Questo può essere più facile se si prova a recuperare il ricordo di come si è vissuta la propria adolescenza.

Quante volte ci è capitato di trasgredire le regole imposte dalla famiglia (uscire di nascosto, frequentare persone poco conosciute, prendersi una sbornia…) o di avere avuto momenti di rabbia per la sensazione di non essere capiti o di aver subito un’ingiustizia?
Questo fondamentale passo permette di riportare alla memoria un momento che l’evoluzione naturale della vita ha fatto quasi dimenticare: l’adolescenza. Una fase difficile e irta di ostacoli.

In secondo luogo, come genitori, è importante trovare un nuovo posto in questo diverso scenario. Il rapporto non è più con un bambino ma con un giovane che sta diventando un adulto. Contrapporsi per partito preso, demonizzare e punire un singolo comportamento possono essere strategie utili ad alleviare l’ansia e le frustrazione momentanee ma non aiutano a risolvere il problema a lungo termine. Per i genitori si dimostrano ben più utili strumenti come: l’osservazione attenta e consapevole e l’ascolto attivo.

L’osservazione attenta permette di valutare se i comportamenti dei propri figli sono solo una provocazione transitoria, breve, funzionale all’età, oppure se rappresentano un tentativo di mettere una “barriera invalicabile” tra sé e la famiglia (camera da letto sempre chiusa, non mangiare a tavola con il resto della famiglia, irritabilità estrema, assenza totale di comunicazione ecc.). Uno strumento che aiuta a distinguere i comportamenti occasionali di un adolescente che fa le sue prime esperienze da adulto da modi di fare “alterati”, già strutturati.

Tramite l’ascolto attivo, che consiste nel sospendere il proprio giudizio concentrandosi esclusivamente sui racconti, i giovani si sentono incoraggiati ad aprirsi perché sostenuti dalla fiducia che deriva dalla sensazione di essere ascoltati e non giudicati.

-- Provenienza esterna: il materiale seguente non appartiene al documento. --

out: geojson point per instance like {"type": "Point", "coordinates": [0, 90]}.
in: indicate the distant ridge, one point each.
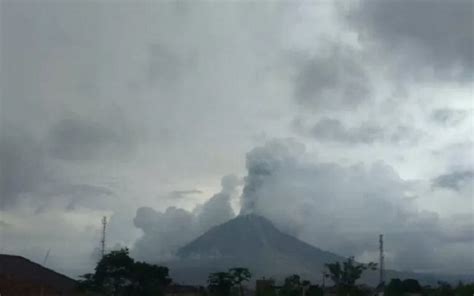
{"type": "Point", "coordinates": [251, 241]}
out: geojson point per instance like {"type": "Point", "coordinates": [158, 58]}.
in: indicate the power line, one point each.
{"type": "Point", "coordinates": [102, 241]}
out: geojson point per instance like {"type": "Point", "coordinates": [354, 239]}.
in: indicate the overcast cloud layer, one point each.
{"type": "Point", "coordinates": [336, 120]}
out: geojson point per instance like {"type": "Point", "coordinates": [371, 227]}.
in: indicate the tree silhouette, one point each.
{"type": "Point", "coordinates": [117, 274]}
{"type": "Point", "coordinates": [292, 286]}
{"type": "Point", "coordinates": [346, 274]}
{"type": "Point", "coordinates": [240, 275]}
{"type": "Point", "coordinates": [220, 283]}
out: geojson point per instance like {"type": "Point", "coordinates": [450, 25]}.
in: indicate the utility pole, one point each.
{"type": "Point", "coordinates": [46, 257]}
{"type": "Point", "coordinates": [381, 261]}
{"type": "Point", "coordinates": [102, 240]}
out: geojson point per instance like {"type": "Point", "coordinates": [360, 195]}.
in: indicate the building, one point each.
{"type": "Point", "coordinates": [184, 290]}
{"type": "Point", "coordinates": [22, 277]}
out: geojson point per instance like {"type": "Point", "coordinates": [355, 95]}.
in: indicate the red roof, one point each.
{"type": "Point", "coordinates": [22, 269]}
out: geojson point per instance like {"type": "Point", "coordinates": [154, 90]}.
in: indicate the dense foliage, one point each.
{"type": "Point", "coordinates": [345, 275]}
{"type": "Point", "coordinates": [221, 283]}
{"type": "Point", "coordinates": [118, 274]}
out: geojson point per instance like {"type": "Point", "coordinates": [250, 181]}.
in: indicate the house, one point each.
{"type": "Point", "coordinates": [22, 277]}
{"type": "Point", "coordinates": [184, 290]}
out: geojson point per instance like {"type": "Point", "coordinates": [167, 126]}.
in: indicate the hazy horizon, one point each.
{"type": "Point", "coordinates": [336, 120]}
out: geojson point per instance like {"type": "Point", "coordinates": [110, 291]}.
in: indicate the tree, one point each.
{"type": "Point", "coordinates": [346, 274]}
{"type": "Point", "coordinates": [117, 274]}
{"type": "Point", "coordinates": [292, 286]}
{"type": "Point", "coordinates": [314, 290]}
{"type": "Point", "coordinates": [149, 279]}
{"type": "Point", "coordinates": [220, 283]}
{"type": "Point", "coordinates": [240, 275]}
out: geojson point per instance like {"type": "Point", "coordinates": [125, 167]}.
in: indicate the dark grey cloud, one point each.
{"type": "Point", "coordinates": [23, 168]}
{"type": "Point", "coordinates": [178, 194]}
{"type": "Point", "coordinates": [336, 81]}
{"type": "Point", "coordinates": [449, 116]}
{"type": "Point", "coordinates": [368, 132]}
{"type": "Point", "coordinates": [164, 232]}
{"type": "Point", "coordinates": [334, 130]}
{"type": "Point", "coordinates": [328, 205]}
{"type": "Point", "coordinates": [432, 35]}
{"type": "Point", "coordinates": [454, 180]}
{"type": "Point", "coordinates": [83, 140]}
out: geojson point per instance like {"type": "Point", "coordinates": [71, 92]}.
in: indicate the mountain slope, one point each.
{"type": "Point", "coordinates": [250, 241]}
{"type": "Point", "coordinates": [254, 242]}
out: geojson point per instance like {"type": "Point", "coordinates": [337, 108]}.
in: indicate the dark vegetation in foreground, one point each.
{"type": "Point", "coordinates": [117, 274]}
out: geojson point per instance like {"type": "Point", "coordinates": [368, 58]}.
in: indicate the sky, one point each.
{"type": "Point", "coordinates": [337, 120]}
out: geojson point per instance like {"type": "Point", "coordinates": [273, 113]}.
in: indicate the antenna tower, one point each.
{"type": "Point", "coordinates": [381, 259]}
{"type": "Point", "coordinates": [102, 240]}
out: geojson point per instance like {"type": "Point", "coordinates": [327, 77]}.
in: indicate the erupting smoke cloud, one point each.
{"type": "Point", "coordinates": [164, 232]}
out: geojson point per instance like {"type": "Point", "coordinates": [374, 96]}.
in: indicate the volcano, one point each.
{"type": "Point", "coordinates": [249, 241]}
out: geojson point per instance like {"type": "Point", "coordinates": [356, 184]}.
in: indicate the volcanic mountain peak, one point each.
{"type": "Point", "coordinates": [254, 242]}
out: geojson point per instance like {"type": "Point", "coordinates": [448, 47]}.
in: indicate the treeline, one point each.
{"type": "Point", "coordinates": [397, 287]}
{"type": "Point", "coordinates": [117, 274]}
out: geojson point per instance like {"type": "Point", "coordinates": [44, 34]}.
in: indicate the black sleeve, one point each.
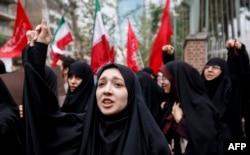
{"type": "Point", "coordinates": [167, 57]}
{"type": "Point", "coordinates": [37, 57]}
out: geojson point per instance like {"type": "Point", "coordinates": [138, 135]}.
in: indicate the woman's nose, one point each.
{"type": "Point", "coordinates": [107, 88]}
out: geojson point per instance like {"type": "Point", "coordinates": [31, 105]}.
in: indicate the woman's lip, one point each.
{"type": "Point", "coordinates": [107, 103]}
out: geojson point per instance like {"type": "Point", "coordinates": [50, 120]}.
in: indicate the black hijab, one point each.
{"type": "Point", "coordinates": [48, 130]}
{"type": "Point", "coordinates": [77, 100]}
{"type": "Point", "coordinates": [153, 94]}
{"type": "Point", "coordinates": [132, 131]}
{"type": "Point", "coordinates": [219, 89]}
{"type": "Point", "coordinates": [200, 113]}
{"type": "Point", "coordinates": [11, 128]}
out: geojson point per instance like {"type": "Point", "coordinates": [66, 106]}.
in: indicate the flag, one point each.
{"type": "Point", "coordinates": [162, 38]}
{"type": "Point", "coordinates": [132, 48]}
{"type": "Point", "coordinates": [101, 52]}
{"type": "Point", "coordinates": [13, 47]}
{"type": "Point", "coordinates": [61, 38]}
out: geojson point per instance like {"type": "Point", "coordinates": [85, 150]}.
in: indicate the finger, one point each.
{"type": "Point", "coordinates": [32, 38]}
{"type": "Point", "coordinates": [28, 36]}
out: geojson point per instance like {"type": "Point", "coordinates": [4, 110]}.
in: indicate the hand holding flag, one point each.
{"type": "Point", "coordinates": [61, 38]}
{"type": "Point", "coordinates": [132, 48]}
{"type": "Point", "coordinates": [162, 38]}
{"type": "Point", "coordinates": [13, 47]}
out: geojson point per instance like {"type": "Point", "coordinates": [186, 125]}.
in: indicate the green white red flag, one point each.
{"type": "Point", "coordinates": [101, 52]}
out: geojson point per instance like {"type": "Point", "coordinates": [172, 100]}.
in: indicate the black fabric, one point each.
{"type": "Point", "coordinates": [51, 79]}
{"type": "Point", "coordinates": [200, 114]}
{"type": "Point", "coordinates": [153, 94]}
{"type": "Point", "coordinates": [131, 132]}
{"type": "Point", "coordinates": [219, 89]}
{"type": "Point", "coordinates": [48, 131]}
{"type": "Point", "coordinates": [2, 67]}
{"type": "Point", "coordinates": [77, 100]}
{"type": "Point", "coordinates": [167, 57]}
{"type": "Point", "coordinates": [238, 63]}
{"type": "Point", "coordinates": [11, 127]}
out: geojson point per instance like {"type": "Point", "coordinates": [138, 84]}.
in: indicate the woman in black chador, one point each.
{"type": "Point", "coordinates": [81, 83]}
{"type": "Point", "coordinates": [153, 94]}
{"type": "Point", "coordinates": [238, 63]}
{"type": "Point", "coordinates": [48, 130]}
{"type": "Point", "coordinates": [118, 121]}
{"type": "Point", "coordinates": [11, 127]}
{"type": "Point", "coordinates": [190, 118]}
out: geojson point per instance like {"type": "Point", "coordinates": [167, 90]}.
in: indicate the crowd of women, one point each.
{"type": "Point", "coordinates": [178, 112]}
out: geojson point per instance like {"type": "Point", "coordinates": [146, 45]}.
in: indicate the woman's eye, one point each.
{"type": "Point", "coordinates": [118, 84]}
{"type": "Point", "coordinates": [100, 84]}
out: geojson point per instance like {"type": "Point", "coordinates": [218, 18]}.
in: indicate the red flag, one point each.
{"type": "Point", "coordinates": [132, 47]}
{"type": "Point", "coordinates": [162, 38]}
{"type": "Point", "coordinates": [13, 47]}
{"type": "Point", "coordinates": [101, 53]}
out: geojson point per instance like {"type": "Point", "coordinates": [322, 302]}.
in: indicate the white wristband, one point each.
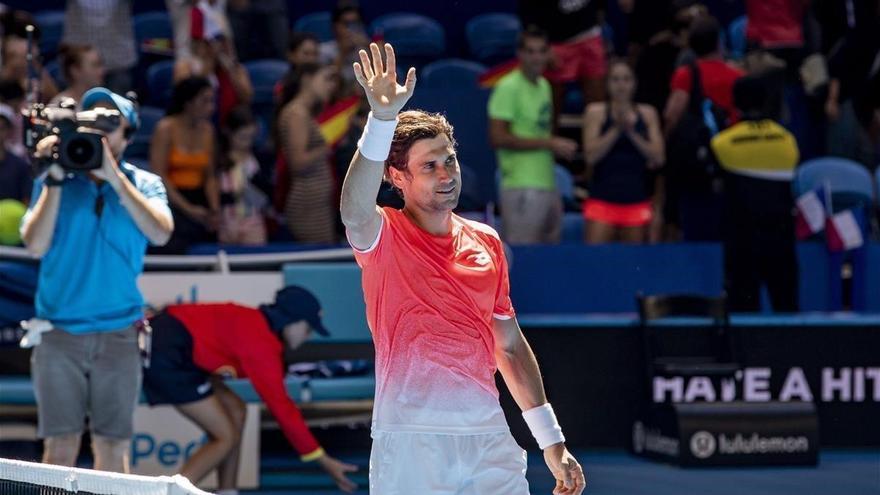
{"type": "Point", "coordinates": [375, 142]}
{"type": "Point", "coordinates": [545, 428]}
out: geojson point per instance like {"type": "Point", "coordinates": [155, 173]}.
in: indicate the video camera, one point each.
{"type": "Point", "coordinates": [79, 147]}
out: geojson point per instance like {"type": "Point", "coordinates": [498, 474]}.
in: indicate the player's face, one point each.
{"type": "Point", "coordinates": [296, 333]}
{"type": "Point", "coordinates": [433, 179]}
{"type": "Point", "coordinates": [621, 83]}
{"type": "Point", "coordinates": [534, 55]}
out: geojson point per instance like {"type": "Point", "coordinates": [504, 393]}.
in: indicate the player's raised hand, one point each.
{"type": "Point", "coordinates": [569, 475]}
{"type": "Point", "coordinates": [379, 81]}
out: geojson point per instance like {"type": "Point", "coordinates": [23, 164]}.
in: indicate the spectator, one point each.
{"type": "Point", "coordinates": [14, 67]}
{"type": "Point", "coordinates": [303, 49]}
{"type": "Point", "coordinates": [520, 131]}
{"type": "Point", "coordinates": [91, 231]}
{"type": "Point", "coordinates": [15, 173]}
{"type": "Point", "coordinates": [213, 57]}
{"type": "Point", "coordinates": [182, 152]}
{"type": "Point", "coordinates": [107, 25]}
{"type": "Point", "coordinates": [778, 26]}
{"type": "Point", "coordinates": [309, 207]}
{"type": "Point", "coordinates": [260, 27]}
{"type": "Point", "coordinates": [12, 94]}
{"type": "Point", "coordinates": [716, 75]}
{"type": "Point", "coordinates": [622, 143]}
{"type": "Point", "coordinates": [241, 202]}
{"type": "Point", "coordinates": [693, 201]}
{"type": "Point", "coordinates": [82, 68]}
{"type": "Point", "coordinates": [349, 36]}
{"type": "Point", "coordinates": [658, 53]}
{"type": "Point", "coordinates": [575, 31]}
{"type": "Point", "coordinates": [251, 343]}
{"type": "Point", "coordinates": [758, 156]}
{"type": "Point", "coordinates": [853, 64]}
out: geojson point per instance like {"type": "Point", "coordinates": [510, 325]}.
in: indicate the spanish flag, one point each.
{"type": "Point", "coordinates": [335, 120]}
{"type": "Point", "coordinates": [494, 74]}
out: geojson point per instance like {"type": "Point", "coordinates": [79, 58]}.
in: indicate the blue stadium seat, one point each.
{"type": "Point", "coordinates": [736, 37]}
{"type": "Point", "coordinates": [492, 37]}
{"type": "Point", "coordinates": [318, 23]}
{"type": "Point", "coordinates": [564, 182]}
{"type": "Point", "coordinates": [338, 287]}
{"type": "Point", "coordinates": [160, 82]}
{"type": "Point", "coordinates": [416, 38]}
{"type": "Point", "coordinates": [451, 73]}
{"type": "Point", "coordinates": [851, 184]}
{"type": "Point", "coordinates": [51, 24]}
{"type": "Point", "coordinates": [264, 75]}
{"type": "Point", "coordinates": [152, 25]}
{"type": "Point", "coordinates": [140, 144]}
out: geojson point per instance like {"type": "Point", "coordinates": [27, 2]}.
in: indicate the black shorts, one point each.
{"type": "Point", "coordinates": [173, 377]}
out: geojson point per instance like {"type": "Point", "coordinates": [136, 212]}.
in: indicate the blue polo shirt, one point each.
{"type": "Point", "coordinates": [88, 277]}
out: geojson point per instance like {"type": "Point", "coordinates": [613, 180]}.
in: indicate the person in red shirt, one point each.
{"type": "Point", "coordinates": [716, 75]}
{"type": "Point", "coordinates": [194, 345]}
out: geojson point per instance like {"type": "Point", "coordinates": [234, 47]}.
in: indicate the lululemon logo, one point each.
{"type": "Point", "coordinates": [703, 444]}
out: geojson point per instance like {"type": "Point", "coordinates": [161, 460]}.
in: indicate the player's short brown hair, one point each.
{"type": "Point", "coordinates": [412, 126]}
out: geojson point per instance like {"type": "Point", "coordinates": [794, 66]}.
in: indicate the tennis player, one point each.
{"type": "Point", "coordinates": [438, 305]}
{"type": "Point", "coordinates": [195, 345]}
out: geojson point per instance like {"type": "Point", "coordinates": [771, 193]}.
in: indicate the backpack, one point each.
{"type": "Point", "coordinates": [692, 166]}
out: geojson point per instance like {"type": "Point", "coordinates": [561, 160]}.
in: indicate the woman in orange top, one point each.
{"type": "Point", "coordinates": [182, 152]}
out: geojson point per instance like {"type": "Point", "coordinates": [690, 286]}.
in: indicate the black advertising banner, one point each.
{"type": "Point", "coordinates": [595, 378]}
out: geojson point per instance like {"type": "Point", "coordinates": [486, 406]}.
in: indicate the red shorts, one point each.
{"type": "Point", "coordinates": [618, 215]}
{"type": "Point", "coordinates": [583, 58]}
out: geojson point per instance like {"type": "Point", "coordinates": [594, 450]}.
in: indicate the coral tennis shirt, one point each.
{"type": "Point", "coordinates": [431, 301]}
{"type": "Point", "coordinates": [229, 339]}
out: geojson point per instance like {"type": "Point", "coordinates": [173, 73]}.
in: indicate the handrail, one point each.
{"type": "Point", "coordinates": [221, 261]}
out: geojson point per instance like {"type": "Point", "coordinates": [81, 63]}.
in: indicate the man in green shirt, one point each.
{"type": "Point", "coordinates": [520, 113]}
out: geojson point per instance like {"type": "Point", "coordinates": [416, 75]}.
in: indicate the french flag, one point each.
{"type": "Point", "coordinates": [811, 212]}
{"type": "Point", "coordinates": [845, 230]}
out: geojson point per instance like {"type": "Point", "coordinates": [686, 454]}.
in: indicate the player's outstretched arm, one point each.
{"type": "Point", "coordinates": [361, 185]}
{"type": "Point", "coordinates": [519, 368]}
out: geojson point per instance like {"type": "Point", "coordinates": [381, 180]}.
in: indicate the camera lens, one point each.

Il genitore nell’osservare ed ascoltare dovrà affrontare e gestire il difficile compito, comune a tutti, di contenere le emozioni, per esempio la rabbia, che sta provando verso il ragazzo (“è più forte di me, quando parlo con mio figlio lo strozzerei…”, “mi fa andare fuori dai gangheri, è proprio stupido..”).

Come abbiamo visto in precedenza gli stati d’animo dei ragazzi e dei genitori non sono dissimili, e questa comunanza di emozioni può facilitare la comunicazione necessaria al raggiungimento di un nuovo equilibrio.

Non scoraggiarsi se tutto sembra difficile

Quando ci si sente intrappolati in un labirinto e non si vede una via d’uscita, un supporto psicologico per i genitori può essere di grande aiuto per il recupero di risorse inaspettate, ma esistenti e mai provate sul campo, e per il superamento della diffusa, ma infondata, sensazione di aver fallito nel ruolo di genitore.

Chiedere un aiuto qualificato per sé stessi non deve essere interpretato come una sconfitta ma come risorsa. Si tratta infatti di un importante passo verso il cambiamento per aiutarsi ed aiutare chi si trova in difficoltà in favore di una migliore qualità di vita.